An important historical archive of early 19th-century correspondence compiled by prominent abolitionist Samuel Starbuck could sell for at least £6,000 when it goes under the hammer at Catherine Southon’s latest auction at Farleigh Golf Club, Selsdon, on Wednesday, February 8.
Dating from 1821 to 1829, the archive is being sold by descendants of the Starbuck family.
The Starbuck family were prominent in the anti-slavery movement throughout the 18th and 19th centuries in both England and the United States.

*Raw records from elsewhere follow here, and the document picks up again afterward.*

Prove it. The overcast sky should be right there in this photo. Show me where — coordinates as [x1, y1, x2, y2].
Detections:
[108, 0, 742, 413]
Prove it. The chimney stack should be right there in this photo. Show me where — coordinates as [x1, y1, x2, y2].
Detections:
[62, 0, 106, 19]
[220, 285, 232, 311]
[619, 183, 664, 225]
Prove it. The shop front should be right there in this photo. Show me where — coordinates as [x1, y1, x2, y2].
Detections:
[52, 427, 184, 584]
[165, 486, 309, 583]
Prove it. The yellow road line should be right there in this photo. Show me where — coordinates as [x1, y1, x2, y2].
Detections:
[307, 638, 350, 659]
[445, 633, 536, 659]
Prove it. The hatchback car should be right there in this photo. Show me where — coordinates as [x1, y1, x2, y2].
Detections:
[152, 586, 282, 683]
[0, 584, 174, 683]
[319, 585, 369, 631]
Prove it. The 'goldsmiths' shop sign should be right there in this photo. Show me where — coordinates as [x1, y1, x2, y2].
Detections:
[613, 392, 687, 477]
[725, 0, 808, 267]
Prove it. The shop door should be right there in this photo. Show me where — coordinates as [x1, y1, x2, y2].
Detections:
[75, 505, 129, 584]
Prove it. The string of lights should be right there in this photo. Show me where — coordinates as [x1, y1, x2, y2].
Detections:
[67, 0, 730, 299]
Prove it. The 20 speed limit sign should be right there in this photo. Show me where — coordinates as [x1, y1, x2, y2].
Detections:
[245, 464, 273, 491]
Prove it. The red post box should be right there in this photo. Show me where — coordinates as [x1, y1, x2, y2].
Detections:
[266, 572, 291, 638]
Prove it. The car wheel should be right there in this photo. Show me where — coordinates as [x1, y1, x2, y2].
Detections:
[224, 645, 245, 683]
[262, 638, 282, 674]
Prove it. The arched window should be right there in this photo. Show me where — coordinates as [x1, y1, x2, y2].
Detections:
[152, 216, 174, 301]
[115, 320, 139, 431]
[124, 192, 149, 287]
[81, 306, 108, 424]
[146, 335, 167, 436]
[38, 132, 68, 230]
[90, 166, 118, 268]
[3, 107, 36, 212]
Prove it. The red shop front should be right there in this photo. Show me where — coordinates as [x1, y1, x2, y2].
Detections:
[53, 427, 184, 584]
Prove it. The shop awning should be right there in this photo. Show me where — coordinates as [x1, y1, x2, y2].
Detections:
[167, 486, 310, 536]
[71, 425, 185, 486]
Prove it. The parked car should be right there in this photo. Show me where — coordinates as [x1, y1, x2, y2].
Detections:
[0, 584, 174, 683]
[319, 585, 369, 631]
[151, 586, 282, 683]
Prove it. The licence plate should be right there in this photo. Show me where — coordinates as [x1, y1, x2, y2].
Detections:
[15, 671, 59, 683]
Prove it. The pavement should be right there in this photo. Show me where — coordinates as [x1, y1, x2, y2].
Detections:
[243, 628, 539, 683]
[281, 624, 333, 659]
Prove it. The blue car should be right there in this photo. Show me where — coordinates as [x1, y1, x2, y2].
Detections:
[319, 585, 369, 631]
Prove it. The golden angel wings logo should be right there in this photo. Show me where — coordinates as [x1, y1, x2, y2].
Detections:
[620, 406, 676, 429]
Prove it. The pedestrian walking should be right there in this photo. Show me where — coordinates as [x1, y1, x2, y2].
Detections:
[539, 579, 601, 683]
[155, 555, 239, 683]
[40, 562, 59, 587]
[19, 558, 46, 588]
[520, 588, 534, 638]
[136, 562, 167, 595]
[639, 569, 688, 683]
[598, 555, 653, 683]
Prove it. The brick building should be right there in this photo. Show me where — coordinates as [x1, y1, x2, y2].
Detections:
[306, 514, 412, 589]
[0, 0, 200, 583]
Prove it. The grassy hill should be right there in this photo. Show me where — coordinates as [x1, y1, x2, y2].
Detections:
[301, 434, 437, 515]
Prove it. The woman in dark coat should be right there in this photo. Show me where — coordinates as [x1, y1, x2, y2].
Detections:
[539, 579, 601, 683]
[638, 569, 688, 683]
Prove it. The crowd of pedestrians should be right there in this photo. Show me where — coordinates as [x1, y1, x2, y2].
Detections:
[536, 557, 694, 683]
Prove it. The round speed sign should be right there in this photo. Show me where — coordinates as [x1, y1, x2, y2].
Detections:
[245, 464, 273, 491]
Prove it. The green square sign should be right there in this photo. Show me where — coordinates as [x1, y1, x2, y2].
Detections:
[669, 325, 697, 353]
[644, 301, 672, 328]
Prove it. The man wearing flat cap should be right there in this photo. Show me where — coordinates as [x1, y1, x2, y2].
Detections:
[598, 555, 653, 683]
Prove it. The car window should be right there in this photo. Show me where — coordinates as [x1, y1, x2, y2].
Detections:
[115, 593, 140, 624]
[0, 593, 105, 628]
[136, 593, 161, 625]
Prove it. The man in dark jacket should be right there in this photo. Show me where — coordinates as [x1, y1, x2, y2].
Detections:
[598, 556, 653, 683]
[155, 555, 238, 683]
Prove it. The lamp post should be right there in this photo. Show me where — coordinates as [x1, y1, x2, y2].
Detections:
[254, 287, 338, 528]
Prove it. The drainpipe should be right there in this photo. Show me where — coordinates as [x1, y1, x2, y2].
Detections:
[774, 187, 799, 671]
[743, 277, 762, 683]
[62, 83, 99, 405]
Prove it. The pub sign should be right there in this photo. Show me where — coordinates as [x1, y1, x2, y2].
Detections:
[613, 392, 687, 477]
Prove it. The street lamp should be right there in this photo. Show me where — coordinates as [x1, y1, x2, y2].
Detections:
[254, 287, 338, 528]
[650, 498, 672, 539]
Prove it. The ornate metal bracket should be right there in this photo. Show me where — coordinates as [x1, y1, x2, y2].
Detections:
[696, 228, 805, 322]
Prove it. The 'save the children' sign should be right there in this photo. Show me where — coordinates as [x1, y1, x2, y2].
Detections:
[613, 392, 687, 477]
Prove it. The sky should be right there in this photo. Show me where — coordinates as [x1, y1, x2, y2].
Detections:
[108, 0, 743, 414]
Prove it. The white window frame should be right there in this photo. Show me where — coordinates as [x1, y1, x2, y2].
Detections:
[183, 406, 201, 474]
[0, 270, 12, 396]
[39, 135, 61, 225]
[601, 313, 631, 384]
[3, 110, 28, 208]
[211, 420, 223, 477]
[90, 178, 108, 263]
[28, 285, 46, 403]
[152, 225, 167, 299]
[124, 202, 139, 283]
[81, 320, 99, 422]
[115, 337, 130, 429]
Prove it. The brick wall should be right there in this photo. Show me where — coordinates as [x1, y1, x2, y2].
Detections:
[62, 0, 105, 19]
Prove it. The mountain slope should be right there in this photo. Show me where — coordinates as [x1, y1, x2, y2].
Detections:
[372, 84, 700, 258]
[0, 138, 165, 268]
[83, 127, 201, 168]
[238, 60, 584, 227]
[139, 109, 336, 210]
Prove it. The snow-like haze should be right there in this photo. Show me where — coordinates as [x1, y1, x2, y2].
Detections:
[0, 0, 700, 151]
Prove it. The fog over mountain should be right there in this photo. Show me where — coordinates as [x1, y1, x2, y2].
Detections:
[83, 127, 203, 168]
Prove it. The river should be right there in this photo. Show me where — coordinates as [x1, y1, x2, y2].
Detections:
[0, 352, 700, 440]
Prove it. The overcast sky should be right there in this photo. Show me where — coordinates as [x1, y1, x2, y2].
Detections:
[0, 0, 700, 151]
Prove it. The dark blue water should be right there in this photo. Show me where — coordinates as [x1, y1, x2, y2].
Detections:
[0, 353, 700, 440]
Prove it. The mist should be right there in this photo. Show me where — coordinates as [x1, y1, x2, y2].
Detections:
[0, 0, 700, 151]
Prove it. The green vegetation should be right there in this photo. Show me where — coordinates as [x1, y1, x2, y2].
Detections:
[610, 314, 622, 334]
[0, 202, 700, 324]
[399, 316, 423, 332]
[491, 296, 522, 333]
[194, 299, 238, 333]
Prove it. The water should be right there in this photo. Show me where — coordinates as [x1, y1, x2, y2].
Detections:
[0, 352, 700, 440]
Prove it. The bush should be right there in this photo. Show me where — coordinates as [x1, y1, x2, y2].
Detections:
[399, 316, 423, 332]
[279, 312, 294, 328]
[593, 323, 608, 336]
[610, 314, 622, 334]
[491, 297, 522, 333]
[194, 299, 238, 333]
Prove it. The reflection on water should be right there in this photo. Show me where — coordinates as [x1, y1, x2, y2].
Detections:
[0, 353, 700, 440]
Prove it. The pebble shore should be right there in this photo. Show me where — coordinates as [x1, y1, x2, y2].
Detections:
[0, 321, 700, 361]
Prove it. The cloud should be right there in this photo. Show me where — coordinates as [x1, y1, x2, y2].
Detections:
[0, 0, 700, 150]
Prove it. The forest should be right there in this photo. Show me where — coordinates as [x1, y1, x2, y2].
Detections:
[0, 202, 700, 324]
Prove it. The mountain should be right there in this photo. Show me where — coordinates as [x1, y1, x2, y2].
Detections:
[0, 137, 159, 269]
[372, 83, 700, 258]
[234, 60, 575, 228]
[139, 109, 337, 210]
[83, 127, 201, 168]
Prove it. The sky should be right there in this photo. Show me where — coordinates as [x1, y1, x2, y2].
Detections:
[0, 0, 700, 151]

Among the founding Quaker families in Nantucket in the 1700s, after the American War of Independence some emigrated to Milford Haven in Pembrokeshire, where they continued their whaling business.
“This is a wonderfully fascinating archive which includes an array of historically important documents,” TV antiques expert Southon said.
The archive is bound together in an album, containing more than 60 pages of documents, the majority being period hand-written copies of letters by Starbuck together with related printed documents, several being numbered letters having been sent to prominent abolitionists.
One to The Anti-Slavery Society in London is titled “Purchasing, the Freedom of, and giving, a Christian Education to Slave Children”, dated February 11 1828 and is signed by Samuel Starbuck.
Also included is a heavily inscribed copy of “Storage of the British Slave Ship Brookes under the Regulated Slave Trade Act of 1788” detailing the exact measurements of the hold of the ship, deck, gun room and numbers of captives.
Starbuck wrote: “This engraving, therefore, speaks for itself. It shows that the sufferings of the poor slaves, for want of room and as must be suffocating as we have described thus? For if when 451 slaves are placed in the different rooms as prisoners of the Ship Brookes, not only the floors and the platforms are entirely covered with bodies, but the bodies actually touch each other how wretched must have been their situations.”
Another letter is titled “Emancipation” and was published in The Cambrian newspaper in May 1823. “The Abolition of the Slave Trade and the abolition of slavery are two very different things. The abolition of the African Slave trade was officially in 1807, but slavery in those West Indies colonies now exists with all its horror and with punishment and torturing even unto death.”
The archive even includes a letter to the Duke of Wellington: “To his Grace Arthur Duke of Wellington, First Lord of His Majesty’s Treasury, London, Samuel Starbuck with his best respects takes leave here to present his ideas of Plan for the abolition and extinction of slavery.”
Catherine Southon Auctioneers and Valuers’ auction of antiques and collectables is at Farleigh Golf Club on February 8, from 10am, with viewings there on the Monday and Tuesday, February 6 and 7.